Changing share permission
To change permission of a shared Data Set data owners can right-click on the Data Set and click Share permission
. This will open a popup
dialog with a table listing all projects the Data Set is shared with.
From the shared with dialog you can change share permission or unshare a Data Set from a project.
Data Set access-control
Inviting other users to a project and sharing a Data Set are ways to allow members of an organization to provide
fine-grained access control to original data to other members/departments without having to relinquish full control
over the data. Essentially that means that data organized in Data Sets can be shared with other projects so that
other users of Hopsworks can access and make use of this data in their AI pipelines and programs.
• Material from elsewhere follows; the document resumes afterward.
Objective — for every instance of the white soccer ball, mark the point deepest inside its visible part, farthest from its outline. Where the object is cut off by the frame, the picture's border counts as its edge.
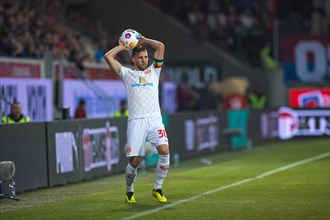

By default, all members of the project the Data Set was created in, are allowed only read-only
access to all files and directories of the Data Set. There are two more access
levels that give higher privileges to members that can access this Data Set. All access-levels are:
- Everyone can read: gives read only access to all members of the project the Data Set is shared with.
- Everyone can edit: gives read/write access to all members of the project the Data Set is shared with.
- All Data owners can edit: gives data owners write access and read only access to all other members of the project the Data Set is shared with.
Changing the access level can be done with a right-click on the Data Set, permissions and click on one of the
available access levels as shown in the figure below.
To check the current access levels select a Data Set and the permission will be shown on the sidebar as shown in the figure below.